Allégorie

Audrey avait quitté l’entreprise il y a quelques années, lasse de la pression qu’elle y subissait. En plus du travail de bureau habituel, le patron avait pris l’habitude d’imposer à ses employées de mettre la main à la pâte dans le service clé de la boite : la production. Audrey avait courbé l’échine, un temps, mais bien moins que ses collègues, puis elle avait fini par partir en les regardant accepter, malgré elles, de travailler toujours plus longtemps pour le même salaire. Son esprit curieux et indépendant avait sauvé Audrey et, maintenant, elle n’avait plus les regrets qu’elle avait éprouvés alors, de ne pas avoir su aider les autres. Elle avait essayé, mais si ses collègues avaient reconnu être exploitées, elles avaient refusé d’en tirer les conclusions qui s’imposaient, puis avaient commencé à lui reprocher de ne pas les aider à produire encore plus. C’est à ce moment-là qu’Audrey avait compris qu’il fallait qu’elle sorte de là, et vite.

Elle ne savait pas pourquoi ni comment elle était revenue à cet endroit. Devant la porte de derrière, celle par laquelle elle et ses collègues avaient l’habitude d’entrer, elle n’eut pas vraiment le temps de se poser la question. Il faisait sombre, la nuit était tombée depuis bien longtemps, pourtant Aurore, Sandra et Maud, ses trois anciennes collègues d’infortune étaient encore là, dans l’embrasure de la petite porte, fumant leur cigarette à la hâte. Elles regardèrent dans sa direction avec un dédain teinté d’agressivité, puis écrasèrent leur mégot rageusement dans le cendrier avant de rentrer précipitamment. Encouragée par une irrésistible curiosité, Audrey les suivit à distance dans l’entrepôt de stockage où rien n’avait changé. La pendule au-dessus de la porte du fond, qui menait à la zone de production, indiquait l’heure exacte. 23 h 56.

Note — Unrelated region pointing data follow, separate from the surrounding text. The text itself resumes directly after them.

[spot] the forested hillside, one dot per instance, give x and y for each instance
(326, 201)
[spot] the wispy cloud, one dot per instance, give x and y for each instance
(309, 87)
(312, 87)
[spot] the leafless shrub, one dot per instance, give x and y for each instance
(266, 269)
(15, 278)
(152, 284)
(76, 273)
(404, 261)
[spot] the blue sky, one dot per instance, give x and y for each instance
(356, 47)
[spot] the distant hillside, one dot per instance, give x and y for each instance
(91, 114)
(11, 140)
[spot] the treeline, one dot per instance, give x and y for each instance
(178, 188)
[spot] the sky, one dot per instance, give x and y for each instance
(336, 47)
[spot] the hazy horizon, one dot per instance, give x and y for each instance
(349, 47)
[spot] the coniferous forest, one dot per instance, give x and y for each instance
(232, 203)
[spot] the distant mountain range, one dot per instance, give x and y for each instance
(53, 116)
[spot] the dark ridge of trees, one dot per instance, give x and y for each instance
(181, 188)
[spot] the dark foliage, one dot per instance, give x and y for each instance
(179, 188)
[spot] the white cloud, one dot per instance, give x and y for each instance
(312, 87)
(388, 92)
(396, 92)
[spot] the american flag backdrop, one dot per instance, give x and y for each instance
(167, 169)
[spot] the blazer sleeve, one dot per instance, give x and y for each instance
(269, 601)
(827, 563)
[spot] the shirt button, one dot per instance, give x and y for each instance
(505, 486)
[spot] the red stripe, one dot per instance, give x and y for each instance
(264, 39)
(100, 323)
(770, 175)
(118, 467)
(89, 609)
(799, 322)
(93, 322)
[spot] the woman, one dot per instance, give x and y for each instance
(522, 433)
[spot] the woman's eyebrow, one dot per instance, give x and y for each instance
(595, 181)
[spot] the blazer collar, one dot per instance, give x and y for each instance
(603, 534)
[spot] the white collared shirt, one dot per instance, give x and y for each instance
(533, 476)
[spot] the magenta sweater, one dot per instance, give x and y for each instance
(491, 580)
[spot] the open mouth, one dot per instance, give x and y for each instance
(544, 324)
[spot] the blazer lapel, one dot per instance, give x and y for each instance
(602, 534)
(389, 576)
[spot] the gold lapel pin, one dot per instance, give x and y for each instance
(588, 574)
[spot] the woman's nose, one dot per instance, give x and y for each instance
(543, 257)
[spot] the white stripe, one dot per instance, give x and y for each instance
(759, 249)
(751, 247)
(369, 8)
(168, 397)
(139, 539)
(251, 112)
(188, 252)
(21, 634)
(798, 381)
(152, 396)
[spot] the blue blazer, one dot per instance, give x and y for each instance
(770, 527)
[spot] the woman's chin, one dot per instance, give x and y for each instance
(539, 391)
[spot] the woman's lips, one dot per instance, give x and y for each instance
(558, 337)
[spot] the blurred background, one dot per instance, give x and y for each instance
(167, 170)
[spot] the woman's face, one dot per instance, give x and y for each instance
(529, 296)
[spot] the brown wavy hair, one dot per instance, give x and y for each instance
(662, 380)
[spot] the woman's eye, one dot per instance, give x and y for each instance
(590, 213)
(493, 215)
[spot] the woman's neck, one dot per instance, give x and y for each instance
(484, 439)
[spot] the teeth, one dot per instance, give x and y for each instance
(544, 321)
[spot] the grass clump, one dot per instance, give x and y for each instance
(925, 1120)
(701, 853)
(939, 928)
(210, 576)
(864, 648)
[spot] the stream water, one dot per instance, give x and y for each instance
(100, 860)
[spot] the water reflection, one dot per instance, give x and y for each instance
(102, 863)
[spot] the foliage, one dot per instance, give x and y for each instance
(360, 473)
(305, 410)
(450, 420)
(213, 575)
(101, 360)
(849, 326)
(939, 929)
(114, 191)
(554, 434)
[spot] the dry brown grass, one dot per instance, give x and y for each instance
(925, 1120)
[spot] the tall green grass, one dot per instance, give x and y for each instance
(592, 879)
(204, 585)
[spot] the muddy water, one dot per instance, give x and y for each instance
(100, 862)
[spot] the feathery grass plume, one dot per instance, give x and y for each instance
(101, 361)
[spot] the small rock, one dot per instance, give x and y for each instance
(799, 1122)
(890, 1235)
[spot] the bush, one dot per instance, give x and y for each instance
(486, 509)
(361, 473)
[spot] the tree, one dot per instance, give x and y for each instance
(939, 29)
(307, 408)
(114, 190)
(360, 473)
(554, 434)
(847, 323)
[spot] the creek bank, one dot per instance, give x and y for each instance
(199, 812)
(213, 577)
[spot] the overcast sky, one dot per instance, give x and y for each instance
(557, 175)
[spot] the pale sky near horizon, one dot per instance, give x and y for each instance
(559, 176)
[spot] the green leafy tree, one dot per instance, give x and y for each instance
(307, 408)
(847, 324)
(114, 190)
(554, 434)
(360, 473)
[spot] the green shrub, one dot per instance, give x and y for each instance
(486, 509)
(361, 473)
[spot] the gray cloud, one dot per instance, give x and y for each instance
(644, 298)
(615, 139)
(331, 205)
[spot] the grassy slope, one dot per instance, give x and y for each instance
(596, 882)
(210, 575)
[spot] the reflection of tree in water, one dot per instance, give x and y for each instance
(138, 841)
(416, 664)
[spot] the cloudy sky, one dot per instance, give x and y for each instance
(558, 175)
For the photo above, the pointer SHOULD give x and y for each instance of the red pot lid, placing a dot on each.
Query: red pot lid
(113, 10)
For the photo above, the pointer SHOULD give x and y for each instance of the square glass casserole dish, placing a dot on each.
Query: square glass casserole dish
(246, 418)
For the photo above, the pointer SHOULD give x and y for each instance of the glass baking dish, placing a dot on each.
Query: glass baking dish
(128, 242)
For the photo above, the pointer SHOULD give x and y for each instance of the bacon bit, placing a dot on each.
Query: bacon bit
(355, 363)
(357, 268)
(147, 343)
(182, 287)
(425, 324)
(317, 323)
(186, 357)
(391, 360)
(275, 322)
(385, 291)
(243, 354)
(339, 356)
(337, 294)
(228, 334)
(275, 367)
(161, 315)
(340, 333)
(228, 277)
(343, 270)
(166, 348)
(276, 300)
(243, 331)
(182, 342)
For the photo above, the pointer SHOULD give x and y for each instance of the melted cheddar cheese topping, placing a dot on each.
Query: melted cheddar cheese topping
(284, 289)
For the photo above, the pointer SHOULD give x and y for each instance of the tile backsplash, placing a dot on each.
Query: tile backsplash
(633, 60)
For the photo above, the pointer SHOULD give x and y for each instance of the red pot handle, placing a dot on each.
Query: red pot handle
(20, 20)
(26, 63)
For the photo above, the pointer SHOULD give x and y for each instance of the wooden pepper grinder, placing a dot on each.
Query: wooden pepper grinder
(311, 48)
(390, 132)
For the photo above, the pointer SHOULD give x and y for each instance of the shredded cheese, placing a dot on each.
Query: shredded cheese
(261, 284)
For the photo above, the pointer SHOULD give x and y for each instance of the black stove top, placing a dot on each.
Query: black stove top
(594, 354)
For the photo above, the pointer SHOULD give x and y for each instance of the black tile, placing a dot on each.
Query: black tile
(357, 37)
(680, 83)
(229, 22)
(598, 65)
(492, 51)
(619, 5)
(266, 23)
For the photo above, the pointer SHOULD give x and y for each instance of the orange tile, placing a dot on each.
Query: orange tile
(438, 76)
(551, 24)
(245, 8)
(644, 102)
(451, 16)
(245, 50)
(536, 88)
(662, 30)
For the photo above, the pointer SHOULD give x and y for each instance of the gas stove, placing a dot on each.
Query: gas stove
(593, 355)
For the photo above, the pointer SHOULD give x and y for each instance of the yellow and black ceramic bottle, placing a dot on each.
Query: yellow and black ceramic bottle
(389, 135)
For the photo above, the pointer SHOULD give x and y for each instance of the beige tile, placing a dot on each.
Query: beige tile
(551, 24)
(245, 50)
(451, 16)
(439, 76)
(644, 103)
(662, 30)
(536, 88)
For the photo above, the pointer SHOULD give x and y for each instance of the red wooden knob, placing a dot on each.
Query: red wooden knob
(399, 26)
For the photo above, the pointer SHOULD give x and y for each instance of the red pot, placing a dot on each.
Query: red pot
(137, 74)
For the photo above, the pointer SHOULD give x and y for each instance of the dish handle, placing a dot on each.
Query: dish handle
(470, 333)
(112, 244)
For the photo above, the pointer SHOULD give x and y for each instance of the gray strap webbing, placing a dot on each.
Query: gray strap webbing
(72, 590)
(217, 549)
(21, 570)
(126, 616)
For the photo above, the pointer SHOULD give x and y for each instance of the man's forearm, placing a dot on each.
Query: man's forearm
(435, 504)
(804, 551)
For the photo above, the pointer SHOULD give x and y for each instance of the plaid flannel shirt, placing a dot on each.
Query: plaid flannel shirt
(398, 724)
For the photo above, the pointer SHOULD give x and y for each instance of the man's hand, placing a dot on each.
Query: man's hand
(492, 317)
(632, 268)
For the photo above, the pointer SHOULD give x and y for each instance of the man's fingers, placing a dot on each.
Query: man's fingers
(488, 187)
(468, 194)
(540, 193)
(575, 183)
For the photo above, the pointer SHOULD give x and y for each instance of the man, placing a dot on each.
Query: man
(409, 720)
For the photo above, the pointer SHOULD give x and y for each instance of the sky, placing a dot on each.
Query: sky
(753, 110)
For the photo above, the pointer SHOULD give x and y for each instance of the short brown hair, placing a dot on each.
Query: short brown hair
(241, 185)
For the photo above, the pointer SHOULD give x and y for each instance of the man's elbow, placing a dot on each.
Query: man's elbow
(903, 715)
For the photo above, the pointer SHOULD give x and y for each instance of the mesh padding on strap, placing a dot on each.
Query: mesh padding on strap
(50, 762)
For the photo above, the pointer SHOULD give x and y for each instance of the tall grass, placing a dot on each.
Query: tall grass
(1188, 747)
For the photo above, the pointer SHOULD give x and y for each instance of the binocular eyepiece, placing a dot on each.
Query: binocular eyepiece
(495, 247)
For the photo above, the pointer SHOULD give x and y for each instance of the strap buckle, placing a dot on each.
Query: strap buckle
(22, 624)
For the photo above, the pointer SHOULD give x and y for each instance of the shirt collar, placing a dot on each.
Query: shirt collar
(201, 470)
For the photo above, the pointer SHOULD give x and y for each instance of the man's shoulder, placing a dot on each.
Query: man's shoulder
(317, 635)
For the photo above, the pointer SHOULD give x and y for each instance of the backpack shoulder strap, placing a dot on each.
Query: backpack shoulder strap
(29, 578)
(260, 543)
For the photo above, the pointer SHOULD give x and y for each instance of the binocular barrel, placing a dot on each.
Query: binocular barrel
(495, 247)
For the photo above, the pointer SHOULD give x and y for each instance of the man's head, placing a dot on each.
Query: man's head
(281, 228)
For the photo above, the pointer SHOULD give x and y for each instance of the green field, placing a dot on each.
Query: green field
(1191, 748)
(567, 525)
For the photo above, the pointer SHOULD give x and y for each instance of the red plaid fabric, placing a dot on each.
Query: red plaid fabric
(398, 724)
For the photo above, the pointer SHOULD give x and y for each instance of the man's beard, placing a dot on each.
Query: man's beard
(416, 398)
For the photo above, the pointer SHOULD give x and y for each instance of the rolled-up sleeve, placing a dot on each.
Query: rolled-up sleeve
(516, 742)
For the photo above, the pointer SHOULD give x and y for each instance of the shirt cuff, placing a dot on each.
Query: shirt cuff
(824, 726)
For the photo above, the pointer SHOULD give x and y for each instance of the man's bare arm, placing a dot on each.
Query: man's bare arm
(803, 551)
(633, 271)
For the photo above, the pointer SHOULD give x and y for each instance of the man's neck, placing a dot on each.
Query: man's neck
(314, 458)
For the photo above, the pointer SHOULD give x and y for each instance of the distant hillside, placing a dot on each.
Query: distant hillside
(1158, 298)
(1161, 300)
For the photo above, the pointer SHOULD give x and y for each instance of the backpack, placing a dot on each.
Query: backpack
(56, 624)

Audrey pouvait entendre le bruit régulier des machines de plus en plus distinctement tandis qu’elle s’approchait lentement de la porte et, quand elle en saisit la poignée, elle la sentit vibrer au même rythme dans le creux de sa main. La porte s’ouvrit sur la salle familière remplie des bécanes hors d’âge et le bruit devint assourdissant ; chaque martèlement venait affecter les pulsations du propre cœur d’Audrey, lui dictant impérieusement de se caler sur ce rythme régulier. Chacune penchée sur plusieurs machines à la fois, les filles ne lui prêtèrent aucune attention, tout entières tournées vers leur objectif irréalisable : produire au plus vite, malgré le manque de personnel et d’engins modernes. Audrey, pour bien les connaître, savait qu’elles ne risqueraient jamais de venir lui dire de partir, par peur de freiner la production et de mécontenter Nicolas, le patron de la petite entreprise qu’il avait hérité de son père, avec lequel elles avaient tissé les mêmes liens que ceux qui unissent un enfant en manque d’affection et son papa narcissique.

Elle resta là un moment, contemplant le sort auquel elle avait échappé, et commença à s’habituer au bruit des machines ; suffisamment pour que son oreille repère un autre son, ténu et différent, quoique rythmique lui aussi. Audrey laissa cette musique la guider et traversa la grande salle en enjambant les rebuts de production qui jonchaient le sol. Elle ouvrit la porte qui donnait sur un couloir sombre et la referma rapidement par peur de se faire repérer, bien que certaine que personne — pas même la femme de ménage — n’eut pu se trouver dans les locaux à cette heure tardive. Le bruit qui l’avait intriguée se fit plus distinct. Toujours guidée par lui, elle ouvrit une autre porte sans oser la franchir cette fois, surprise d’apercevoir, au bout de ce deuxième couloir plongé dans la pénombre, émanant du bureau de Nicolas, une vive lueur de lumière colorée qui dansait contre les murs.

Audrey mit quelques secondes à réaliser ce qui se jouait sous ses yeux, tant pareil spectacle lui paraissait rocambolesque. De là où elle était, elle pouvait voir, exposé par l’embrasure de la porte, le bas du torse et les jambes de son ancien patron entièrement nu, avachi dans un divan et caressant son sexe dressé, devant ce qui, vu la bande-son, était probablement un film pornographique. Elle referma la porte du couloir et rebroussa chemin, confortée — s’il en était besoin — dans sa décision d’avoir quitté une pareille entreprise.